猫街暮らしの詩人さん

猫街に暮らす詩人さんのひとりごと

時計の多い家

大きなのっぽの…という歌い出しの曲ではないが、とにかく時計の多い家に生まれ育った。

祖父母から受け継いだもの、贈答品、何かの懸賞、まだ珍しかったデジタル表示のもの。

バンドの交換ぐらいは父も見よう見まねでやっていた(器用な人ではあった)。

 

あるとき、その“時計の多い家”に寝泊まりすることになった。久しぶりに留守番を頼まれたのである。煮炊きも自由にやってくれ、とのありがたい申し出。二つ返事で引き受けた。
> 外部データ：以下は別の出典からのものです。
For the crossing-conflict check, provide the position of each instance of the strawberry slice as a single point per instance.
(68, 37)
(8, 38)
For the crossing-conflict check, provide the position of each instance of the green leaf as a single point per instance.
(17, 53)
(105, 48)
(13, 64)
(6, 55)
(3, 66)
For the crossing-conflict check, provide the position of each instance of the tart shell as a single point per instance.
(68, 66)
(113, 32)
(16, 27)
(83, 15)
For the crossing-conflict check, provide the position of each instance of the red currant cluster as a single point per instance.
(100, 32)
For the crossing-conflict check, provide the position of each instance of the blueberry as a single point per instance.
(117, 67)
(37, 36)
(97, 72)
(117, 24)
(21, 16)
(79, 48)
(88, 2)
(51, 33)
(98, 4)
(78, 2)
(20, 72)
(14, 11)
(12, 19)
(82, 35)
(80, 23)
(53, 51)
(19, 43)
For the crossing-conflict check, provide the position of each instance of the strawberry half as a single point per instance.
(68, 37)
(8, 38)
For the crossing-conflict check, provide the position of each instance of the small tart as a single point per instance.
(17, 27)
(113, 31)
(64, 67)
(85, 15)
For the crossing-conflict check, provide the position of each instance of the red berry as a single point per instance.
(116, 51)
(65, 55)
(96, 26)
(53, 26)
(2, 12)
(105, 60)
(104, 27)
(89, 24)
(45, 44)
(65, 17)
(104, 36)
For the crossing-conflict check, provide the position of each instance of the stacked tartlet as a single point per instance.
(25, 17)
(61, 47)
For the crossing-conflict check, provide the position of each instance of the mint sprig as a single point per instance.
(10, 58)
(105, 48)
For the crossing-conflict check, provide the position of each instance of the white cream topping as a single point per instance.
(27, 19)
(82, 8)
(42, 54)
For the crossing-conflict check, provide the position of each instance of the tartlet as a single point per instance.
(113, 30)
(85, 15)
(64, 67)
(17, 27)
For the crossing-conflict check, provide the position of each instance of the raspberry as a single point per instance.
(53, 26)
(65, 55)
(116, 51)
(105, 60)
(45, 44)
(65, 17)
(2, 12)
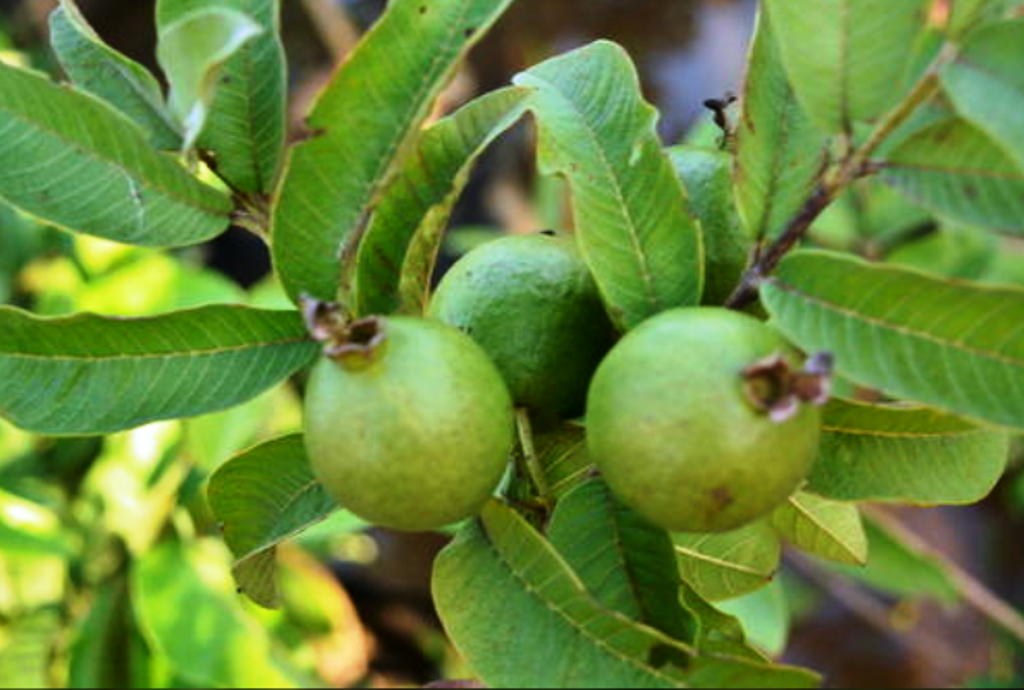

それこそ勝手知ったる何とやらで、冷蔵庫の食材で簡単料理を作ることにした。

同時進行で、浴槽に湯を張る。キッチンが大体片付く頃には、あったかい時間が待っているというわけだ。

 

コトン…カチカチカチ。

 

かすかな響きがゆったりした空間に紛れ込んできた。

この家に着いてすぐ確認したのだが、いつものように時計は全て止まっている。

長湯を楽しんでいると、再びどこからか「コトン…カチカチカチ」がやってきた。

 

まだ、いるのか。

 

思わず呟く。

初めて遭遇した時は慌てて浴室を飛び出したが、相手は小さな音を立てるだけ。それ以上のことはもう起こらなかった。

 

時計の多い家で、かつて暮らしたものたちの名残のような夢のようなものらしい、と気づいたのは、深夜突然顔の上に古い写真が降ってきたからである。

それはそれはたくさんの時計に囲まれた、一家団らんの一枚があった。

 

一家団らんなど、一度もなかったのになんと不思議な。

 

ところで、時計の多い家は実在する。

ただし、ここに書いたことには幾らかの脚色を施している。ご了承ください。